# Suddenly fantasizing about other men



## totallyunexpected (Nov 21, 2012)

First off, many of you know my story - many not. Basically, my husband is a sex addict/serial liar/cheater and pretty much all of it was a total shock to me 10 months ago. 

I tried so hard to make it work, to make him get better. Ultimately, I found out that I was being codependent and that it's got to happen when he initiates, when he is ready.

The entire time I was with my WS (which sadly is only four years), I never had ANY feelings for other men. I don't know if I just had these protective-loyalty mechanisms or what. But I really NEVER fantasized about other men. Never had crushes. 

All of a sudden, really a month or so ago, I started lusting over other men. I never did anything of course. But I've really started fantasizing a lot about a couple people who I know. I never did this before. 

I think it's because I have finally detached emotionally from my husband. He strangled every ounce of attraction/adoration that I had for him. I just wonder if anyone else has gone through this sort of sudden twist. My WS and I have not been sexually active for a month or so, and there were plenty of large gaps at a time ever since this nightmare began. 

Anyone else seriously fantasizing about crushes now that you see separation/divorce on the horizon and now that your WS has worn you down? I'm kind of ashamed of these strong feelings, because I just like to imagine things that I never would have spent time imagining about other men before.


----------



## Headspin (May 13, 2012)

totallyunexpected said:


> First off, many of you know my story - many not. Basically, my husband is a sex addict/serial liar/cheater and pretty much all of it was a total shock to me 10 months ago.
> 
> I tried so hard to make it work, to make him get better. Ultimately, I found out that I was being codependent and that it's got to happen when he initiates, when he is ready.
> 
> ...


Okay this relates to other threads in so much as a potential wayward spouse initiating an affair and feeling 'justification' due to mistreatment from her husband / wife.

Without looking into your story. Are you still with him ?

If you are 

My point is this - you 
are unhappy 
have been for a long time 
you realize your husband has littel respect for you 
you now find yourself attracted to other men 

So what stops you from getting out leaving him, being single and having any man you want without being labelled as a cheat.

This is not complicated you have finished in your mind with him leave and have who you want which does not give any body a chance to bad mouth you or criticize you in any way? 

What's the problem here?


----------



## Headspin (May 13, 2012)

now I've read a bit more in your other threads. I have had this in my past too a suicidal blackmail hanging over me and in the end I walked and she did try again (three times) but by then I realized I could not be responsible for her and had my kids to worry about not her.

You don't have kids so you have to either be a nurse all your life or get out and leave him to his own devices and start living for you. 

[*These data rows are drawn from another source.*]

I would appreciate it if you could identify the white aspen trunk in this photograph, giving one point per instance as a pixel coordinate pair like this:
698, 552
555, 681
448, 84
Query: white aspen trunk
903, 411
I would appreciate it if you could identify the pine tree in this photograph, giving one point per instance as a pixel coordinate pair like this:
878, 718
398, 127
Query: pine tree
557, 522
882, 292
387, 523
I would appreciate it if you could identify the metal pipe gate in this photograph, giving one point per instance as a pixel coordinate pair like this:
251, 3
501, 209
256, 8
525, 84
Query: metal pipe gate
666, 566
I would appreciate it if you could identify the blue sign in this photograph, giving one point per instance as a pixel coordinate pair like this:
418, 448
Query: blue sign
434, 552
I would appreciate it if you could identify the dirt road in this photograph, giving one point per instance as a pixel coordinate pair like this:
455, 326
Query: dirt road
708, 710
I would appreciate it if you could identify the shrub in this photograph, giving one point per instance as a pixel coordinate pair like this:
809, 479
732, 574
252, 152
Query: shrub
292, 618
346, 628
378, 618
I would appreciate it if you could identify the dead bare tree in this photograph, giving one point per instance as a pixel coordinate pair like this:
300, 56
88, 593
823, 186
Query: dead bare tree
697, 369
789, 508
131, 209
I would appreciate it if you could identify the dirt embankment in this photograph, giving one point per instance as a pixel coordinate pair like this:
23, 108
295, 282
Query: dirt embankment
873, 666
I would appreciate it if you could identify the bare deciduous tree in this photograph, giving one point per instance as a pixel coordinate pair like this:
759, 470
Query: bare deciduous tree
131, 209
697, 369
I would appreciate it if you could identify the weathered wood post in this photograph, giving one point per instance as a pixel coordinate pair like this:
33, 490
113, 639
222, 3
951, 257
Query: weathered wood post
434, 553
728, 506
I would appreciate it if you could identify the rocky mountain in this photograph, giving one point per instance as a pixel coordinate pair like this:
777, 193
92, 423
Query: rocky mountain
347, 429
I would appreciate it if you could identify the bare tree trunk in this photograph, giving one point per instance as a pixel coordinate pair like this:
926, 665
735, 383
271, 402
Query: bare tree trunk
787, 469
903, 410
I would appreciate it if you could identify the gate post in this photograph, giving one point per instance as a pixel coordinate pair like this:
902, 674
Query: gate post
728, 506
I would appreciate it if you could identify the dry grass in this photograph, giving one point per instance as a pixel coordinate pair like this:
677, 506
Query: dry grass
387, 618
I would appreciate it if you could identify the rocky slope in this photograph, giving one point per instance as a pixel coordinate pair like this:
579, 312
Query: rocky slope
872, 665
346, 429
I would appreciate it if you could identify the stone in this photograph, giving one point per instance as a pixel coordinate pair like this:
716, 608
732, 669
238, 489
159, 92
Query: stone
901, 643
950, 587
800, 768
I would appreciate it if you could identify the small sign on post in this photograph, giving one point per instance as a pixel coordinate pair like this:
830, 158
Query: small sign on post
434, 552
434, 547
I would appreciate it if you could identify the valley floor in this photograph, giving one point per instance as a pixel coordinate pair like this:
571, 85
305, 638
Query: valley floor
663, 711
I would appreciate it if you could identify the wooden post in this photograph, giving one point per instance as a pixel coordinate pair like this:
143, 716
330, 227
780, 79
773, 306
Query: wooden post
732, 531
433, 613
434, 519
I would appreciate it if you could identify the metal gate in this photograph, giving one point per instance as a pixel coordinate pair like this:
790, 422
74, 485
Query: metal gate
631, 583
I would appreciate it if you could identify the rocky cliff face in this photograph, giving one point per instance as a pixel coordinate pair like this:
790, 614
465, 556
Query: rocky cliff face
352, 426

No one will blame you for going 

From what I read I suspect he will be fine


----------



## Pault (Aug 15, 2012)

When someone is in a loving, sharing and happy relationship they may look and dont touch. we're all human and made that way. If you have sexual feelinsg for others it might not be because they are the man you want to spend your life with but, it might be because they represent what you want from a male.
The difference is cheats plough ahead and get involved whilst the rest of use try to work out the issues and either accept that its the way it is or walk away because its not working but it is hurting.
A Headspin said "You don't have kids so you have to either be a nurse all your life or get out and leave him to his own devices and start living for you. 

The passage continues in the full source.